Выбрать главу

Образцом честной гордости избран на барельефе описываемой арки Тао Юань-мин (V в. н. э.), который отказался явиться к вновь назначенному чиновнику и совершить перед ним битьё челом. «Из-за пяти мер риса в день, — сказал он, — стану я унижать себя — гнуть перед другим свою спину». Сказал и ушел на родину возделывать собственными руками свой маленький хутор. Таких примеров, конечно, сколько угодно, но здесь дело идет о выдающемся поэте, авторе перлов китайской литературы, а потому этот факт, составляющий содержание его поэм, особенно известен.

Я продолжаю мое восхождение вверх по мраморной лестнице, по направлению к ступе.
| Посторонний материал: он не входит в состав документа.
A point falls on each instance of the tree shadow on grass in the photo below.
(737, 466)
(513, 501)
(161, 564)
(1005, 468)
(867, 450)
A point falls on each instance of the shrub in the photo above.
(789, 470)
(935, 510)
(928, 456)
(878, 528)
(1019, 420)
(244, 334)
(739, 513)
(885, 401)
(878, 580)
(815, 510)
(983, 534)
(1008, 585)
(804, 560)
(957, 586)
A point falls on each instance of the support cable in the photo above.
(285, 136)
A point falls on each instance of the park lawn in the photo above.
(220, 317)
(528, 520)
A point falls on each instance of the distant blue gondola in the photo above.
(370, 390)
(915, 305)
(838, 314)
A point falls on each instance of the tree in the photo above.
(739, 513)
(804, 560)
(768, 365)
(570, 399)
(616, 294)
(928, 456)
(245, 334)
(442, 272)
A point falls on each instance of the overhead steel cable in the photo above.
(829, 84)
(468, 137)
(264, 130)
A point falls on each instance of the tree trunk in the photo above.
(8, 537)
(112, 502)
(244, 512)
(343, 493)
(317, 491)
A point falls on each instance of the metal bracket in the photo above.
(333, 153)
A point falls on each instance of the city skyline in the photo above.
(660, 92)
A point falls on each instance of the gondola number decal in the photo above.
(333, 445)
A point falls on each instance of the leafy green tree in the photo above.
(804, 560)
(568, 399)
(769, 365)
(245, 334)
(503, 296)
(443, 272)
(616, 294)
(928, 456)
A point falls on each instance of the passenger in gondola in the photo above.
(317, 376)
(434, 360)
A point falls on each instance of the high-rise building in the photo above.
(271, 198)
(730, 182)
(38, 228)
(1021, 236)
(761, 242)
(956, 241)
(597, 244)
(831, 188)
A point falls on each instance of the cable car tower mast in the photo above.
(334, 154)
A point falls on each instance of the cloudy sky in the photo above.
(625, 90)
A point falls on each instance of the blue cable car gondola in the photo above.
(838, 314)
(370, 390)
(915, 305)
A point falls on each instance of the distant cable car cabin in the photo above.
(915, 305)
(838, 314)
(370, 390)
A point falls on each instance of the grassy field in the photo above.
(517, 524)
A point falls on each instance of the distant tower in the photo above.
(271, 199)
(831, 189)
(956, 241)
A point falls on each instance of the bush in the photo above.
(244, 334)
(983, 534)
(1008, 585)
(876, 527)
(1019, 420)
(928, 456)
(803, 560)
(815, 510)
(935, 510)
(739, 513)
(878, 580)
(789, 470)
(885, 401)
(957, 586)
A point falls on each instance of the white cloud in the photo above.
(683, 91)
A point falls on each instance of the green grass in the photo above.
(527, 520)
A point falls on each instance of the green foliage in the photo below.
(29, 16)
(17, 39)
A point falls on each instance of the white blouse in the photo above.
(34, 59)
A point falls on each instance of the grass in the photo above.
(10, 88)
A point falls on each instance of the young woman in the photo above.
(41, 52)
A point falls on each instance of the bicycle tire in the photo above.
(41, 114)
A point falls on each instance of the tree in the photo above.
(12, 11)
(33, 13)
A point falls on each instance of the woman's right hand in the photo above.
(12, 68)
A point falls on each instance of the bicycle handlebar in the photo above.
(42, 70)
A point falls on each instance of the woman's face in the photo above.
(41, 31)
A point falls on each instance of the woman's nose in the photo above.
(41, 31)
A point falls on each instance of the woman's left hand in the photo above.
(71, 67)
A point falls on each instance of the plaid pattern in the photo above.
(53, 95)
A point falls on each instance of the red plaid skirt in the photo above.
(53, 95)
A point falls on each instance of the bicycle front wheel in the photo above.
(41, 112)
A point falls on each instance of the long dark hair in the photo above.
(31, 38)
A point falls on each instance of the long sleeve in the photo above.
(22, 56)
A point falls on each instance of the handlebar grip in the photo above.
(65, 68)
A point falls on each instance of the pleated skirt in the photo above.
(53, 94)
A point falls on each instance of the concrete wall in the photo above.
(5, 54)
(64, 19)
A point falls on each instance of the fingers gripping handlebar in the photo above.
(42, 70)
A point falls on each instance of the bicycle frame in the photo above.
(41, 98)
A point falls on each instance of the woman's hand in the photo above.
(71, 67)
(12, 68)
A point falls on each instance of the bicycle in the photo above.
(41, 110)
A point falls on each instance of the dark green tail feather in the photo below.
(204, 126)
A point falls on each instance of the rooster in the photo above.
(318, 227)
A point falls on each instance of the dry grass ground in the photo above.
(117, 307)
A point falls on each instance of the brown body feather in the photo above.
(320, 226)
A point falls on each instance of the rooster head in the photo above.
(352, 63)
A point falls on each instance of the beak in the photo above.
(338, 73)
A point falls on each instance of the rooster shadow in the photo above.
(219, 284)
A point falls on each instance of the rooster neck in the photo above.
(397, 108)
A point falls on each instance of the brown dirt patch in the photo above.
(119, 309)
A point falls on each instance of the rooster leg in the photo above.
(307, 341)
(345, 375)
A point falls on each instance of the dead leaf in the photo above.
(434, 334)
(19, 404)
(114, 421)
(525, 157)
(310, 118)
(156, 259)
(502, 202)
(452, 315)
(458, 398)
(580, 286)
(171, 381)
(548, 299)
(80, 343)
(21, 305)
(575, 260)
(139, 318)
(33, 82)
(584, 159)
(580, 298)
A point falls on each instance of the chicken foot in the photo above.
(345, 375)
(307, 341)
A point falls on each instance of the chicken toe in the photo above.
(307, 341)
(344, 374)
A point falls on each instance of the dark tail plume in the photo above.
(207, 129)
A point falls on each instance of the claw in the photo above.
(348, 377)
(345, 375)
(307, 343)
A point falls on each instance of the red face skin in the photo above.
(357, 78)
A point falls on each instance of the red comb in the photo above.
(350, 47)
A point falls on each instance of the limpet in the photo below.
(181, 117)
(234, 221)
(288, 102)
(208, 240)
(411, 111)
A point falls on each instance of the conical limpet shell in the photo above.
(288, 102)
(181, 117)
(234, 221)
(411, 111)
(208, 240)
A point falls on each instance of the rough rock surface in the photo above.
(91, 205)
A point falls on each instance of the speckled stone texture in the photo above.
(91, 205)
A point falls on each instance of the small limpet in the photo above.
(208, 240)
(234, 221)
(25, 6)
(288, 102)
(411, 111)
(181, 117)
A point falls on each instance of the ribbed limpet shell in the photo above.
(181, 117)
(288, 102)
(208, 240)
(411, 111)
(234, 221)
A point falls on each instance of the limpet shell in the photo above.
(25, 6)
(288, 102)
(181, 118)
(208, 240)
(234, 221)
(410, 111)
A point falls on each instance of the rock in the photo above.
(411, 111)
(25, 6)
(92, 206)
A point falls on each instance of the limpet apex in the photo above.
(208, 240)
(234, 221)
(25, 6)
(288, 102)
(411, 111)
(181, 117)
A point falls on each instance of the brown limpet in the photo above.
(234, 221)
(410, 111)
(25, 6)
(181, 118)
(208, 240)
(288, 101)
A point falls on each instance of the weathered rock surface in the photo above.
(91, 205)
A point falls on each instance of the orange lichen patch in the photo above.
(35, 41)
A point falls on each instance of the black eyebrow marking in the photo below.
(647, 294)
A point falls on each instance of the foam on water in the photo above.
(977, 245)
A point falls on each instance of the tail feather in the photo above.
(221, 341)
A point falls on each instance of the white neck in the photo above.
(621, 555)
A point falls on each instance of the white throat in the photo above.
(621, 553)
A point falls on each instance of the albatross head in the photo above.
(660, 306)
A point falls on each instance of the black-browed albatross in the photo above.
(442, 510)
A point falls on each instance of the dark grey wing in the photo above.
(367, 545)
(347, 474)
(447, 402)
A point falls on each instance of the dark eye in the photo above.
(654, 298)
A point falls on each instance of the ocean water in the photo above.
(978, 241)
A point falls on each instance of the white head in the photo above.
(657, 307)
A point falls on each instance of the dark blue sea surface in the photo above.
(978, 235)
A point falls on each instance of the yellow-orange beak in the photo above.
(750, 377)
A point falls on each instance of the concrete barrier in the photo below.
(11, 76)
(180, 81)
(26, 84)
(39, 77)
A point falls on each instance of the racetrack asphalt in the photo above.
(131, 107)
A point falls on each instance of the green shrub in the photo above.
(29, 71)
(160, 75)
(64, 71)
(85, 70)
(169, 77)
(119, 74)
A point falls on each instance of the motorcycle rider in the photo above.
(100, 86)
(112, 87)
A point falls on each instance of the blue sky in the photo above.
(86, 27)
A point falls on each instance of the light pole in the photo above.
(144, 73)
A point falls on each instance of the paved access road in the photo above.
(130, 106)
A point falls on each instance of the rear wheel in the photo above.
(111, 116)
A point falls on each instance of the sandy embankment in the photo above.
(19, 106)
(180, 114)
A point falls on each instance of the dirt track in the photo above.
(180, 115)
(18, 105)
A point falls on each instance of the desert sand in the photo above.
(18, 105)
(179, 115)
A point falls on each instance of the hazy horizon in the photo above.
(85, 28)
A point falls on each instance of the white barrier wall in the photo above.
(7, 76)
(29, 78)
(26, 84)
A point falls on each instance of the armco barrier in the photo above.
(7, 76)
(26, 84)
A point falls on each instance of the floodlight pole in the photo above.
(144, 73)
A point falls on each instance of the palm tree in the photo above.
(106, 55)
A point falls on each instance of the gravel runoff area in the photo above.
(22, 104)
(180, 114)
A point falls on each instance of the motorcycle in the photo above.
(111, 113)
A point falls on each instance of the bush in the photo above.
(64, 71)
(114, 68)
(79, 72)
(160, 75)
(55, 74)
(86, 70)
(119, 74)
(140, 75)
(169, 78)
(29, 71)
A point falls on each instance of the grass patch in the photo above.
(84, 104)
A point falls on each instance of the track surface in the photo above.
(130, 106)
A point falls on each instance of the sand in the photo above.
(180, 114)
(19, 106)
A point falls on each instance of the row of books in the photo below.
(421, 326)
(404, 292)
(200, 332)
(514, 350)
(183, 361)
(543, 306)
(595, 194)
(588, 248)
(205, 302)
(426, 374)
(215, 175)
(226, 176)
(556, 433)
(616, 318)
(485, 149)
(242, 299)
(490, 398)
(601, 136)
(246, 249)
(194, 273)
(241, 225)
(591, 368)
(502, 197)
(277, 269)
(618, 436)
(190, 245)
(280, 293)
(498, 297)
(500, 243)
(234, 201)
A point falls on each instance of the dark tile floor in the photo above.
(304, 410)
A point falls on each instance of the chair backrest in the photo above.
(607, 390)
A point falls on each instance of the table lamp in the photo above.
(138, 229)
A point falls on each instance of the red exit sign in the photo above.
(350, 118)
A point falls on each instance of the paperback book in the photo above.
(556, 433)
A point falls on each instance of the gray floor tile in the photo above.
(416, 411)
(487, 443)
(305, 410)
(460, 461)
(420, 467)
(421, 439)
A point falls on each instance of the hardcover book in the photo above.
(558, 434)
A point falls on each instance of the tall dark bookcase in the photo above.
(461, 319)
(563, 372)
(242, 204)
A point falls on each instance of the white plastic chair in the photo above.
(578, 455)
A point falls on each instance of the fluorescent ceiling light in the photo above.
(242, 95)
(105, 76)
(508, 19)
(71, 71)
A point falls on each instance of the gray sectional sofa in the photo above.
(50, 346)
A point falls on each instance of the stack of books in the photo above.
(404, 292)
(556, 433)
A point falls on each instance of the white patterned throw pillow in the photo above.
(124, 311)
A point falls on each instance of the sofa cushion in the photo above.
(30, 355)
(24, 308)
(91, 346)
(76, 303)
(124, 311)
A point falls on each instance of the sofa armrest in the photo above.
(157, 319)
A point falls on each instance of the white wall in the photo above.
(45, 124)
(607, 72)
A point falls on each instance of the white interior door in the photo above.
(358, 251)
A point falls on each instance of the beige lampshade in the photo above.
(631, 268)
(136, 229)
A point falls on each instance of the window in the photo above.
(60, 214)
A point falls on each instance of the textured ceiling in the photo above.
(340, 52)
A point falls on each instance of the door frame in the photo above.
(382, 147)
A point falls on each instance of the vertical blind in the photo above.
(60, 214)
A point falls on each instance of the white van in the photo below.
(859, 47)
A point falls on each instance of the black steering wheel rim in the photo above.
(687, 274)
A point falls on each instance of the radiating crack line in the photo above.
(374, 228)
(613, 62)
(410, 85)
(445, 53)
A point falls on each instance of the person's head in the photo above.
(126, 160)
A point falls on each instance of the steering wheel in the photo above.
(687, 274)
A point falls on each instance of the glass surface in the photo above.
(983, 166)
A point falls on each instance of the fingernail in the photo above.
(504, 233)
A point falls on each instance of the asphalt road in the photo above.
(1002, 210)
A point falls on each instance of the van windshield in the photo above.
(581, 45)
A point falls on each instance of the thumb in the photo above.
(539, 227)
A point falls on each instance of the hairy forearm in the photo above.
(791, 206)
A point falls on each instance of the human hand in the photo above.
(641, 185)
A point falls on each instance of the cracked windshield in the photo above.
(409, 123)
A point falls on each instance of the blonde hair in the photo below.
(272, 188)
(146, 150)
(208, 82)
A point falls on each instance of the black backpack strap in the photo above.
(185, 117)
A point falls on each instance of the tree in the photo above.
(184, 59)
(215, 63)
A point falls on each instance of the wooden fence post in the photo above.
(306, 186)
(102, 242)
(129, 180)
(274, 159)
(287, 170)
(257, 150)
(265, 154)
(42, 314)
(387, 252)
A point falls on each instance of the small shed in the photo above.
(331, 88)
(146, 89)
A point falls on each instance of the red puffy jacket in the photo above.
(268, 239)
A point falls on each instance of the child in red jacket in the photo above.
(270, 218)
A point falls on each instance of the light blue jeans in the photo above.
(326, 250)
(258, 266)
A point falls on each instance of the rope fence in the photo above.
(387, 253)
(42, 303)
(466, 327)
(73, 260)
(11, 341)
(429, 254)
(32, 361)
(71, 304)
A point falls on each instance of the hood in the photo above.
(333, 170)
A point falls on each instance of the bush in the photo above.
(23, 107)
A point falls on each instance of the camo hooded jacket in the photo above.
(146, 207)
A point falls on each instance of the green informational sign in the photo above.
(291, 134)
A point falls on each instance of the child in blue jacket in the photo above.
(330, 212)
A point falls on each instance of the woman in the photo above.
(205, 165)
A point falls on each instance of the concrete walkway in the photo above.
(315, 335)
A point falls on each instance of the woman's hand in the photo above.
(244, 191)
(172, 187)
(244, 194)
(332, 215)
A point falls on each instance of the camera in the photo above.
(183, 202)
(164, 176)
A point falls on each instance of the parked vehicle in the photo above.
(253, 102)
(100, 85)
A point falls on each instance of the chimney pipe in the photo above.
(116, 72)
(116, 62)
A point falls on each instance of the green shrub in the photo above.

Ступа — это огромное белое здание в три этажа. Стены сплошь покрыты барельефами, изображающими фигуры будд и бодисатв в позе искания священного наития. Статуи то многоголовы, то многоруки, то украшены диадемами, браслетами, серьгами и т. п.

Верхний этаж ступы занят пятью огромными тринадцатиярусными башнями, суживающимися кверху, и еще одной малой башней, на верху которой раскидисто растет туя. На всех пяти башнях надеты железные круглые плоские чашки, в которых прорезаны восемь гуа, мистические символы китайского предания. Строитель пагоды, высящейся далеко над всеми строениями, боялся нарушить геомантическую суеверную условность — фыншуй — и потому решил надеть на пагоды железные шапки, как бы укрывая их таким образом от всеведущей незримой силы и вручая их защите мистического символа. С этой же целью были выстроены вокруг, по всей долине, семьдесят две башни, назначением которых было воссоздать своей разбросанностью и высотой гармонию, положенную гаданием и нарушенную высящейся пагодой.

Этот самый фыншуй, который я бы определил, как гадание по форме поверхности земли относительно всякого видного человеческого начинания, требующего места на поверхности земли, — будь то новый дом, храм, пагода, могила, лавка или мастерская — это одна из самых любопытных форм китайского суеверия.

Взбираюсь по красивой лестнице во второй этаж. Здесь ниша, в которой сидит одетое в желтый балахон божество. Над нишей надпись: «Явленные мощи источают свет», говорящая о мощах, над которыми воздвигнута ступа. Взбираюсь по темной лестнице на самый верх. Пока я проделываю это сложное гимнастическое упражнение, китаец, мой спутник, забавляется с гулким эхом переходящим за вершины фальцета голосом. И эхо — что ж ему с этим поделать? — усугубляет удовольствие.

С верхнего этажа открывается чудный вид на монастырь и равнину. Причудливых форм кипарисы и длинноиглистые сосны широким рядом спускаются в долину, полуприкрывая крыши храмов и звездообразные конусы павильонов, где в поучение потомству стоят мраморные памятники. Белеют сквозь свободно раскинутые ветви деревьев мраморные арки, перила, ступени лестницы, рассекает перспективу громадная красная стена с облаковидным, словно влепленным в нее пятном, в котором играют отраженными лучами шлифованные поверхности сложного орнамента.

За монастырем громадная долина с башнями и деревушками, кладбищами и нежно-нежно зеленеющей пшеницей. Кругом горы, нет, не горы, скорее холмы, те неуклюжие громады, что ползут вверх перед вашим взором, словно нехотя, голые, унылые, с тупыми уклонами и бессмысленно круглыми вершинами. Сквозь туман в долине виден плоским темным пятном знаменитый Пекин.

Когда я спускаюсь с башни, вижу перед собой кланяющихся хэшанов, пришедших встретить гостя. Зовут в помещение для гостей, усаживают, расспрашивают. Перебираем общих знакомых. Перечисляются громкие фамилии иностранцев, живущих в Пекине и приезжающих сюда от скуки. Сообщаются наивно все подробности пребывания гостей: сколько кто истратил денег на чан или проиграл в карты, ибо в монастырь и за этим ездят, — как веселились. Рисуется общая картина нравов. Люди пьют, напиваются, жгут фейерверки, пыжи которых так и остаются валяться по дорогам, хохочут и острят над скульптурными изображениями, чертят карандашом на мраморных стенах свои «великие» имена, рисуют усы и бороды бодисатвам, воздвигают и иные памятники, отнюдь не «нерукотворные».

Культурные представители культурных, образованных наций веселятся!

Хэшаны задают мне ряд обычных вопросов. Интересуются, сколько мне лет, почему, несмотря на молодой возраст, растут у меня усы, сколько детей, чем занимаюсь в Пекине и т. д. Заваривают чай, приносят сделанные из теста, обмазанного медом, клетки (мигун), которыми я и угощаюсь. Темнеет. Хэшаны уходят из монастыря. Спрашиваю слугу, куда ушла братия. Ухмыляется и говорит: «Так, вообще погулять».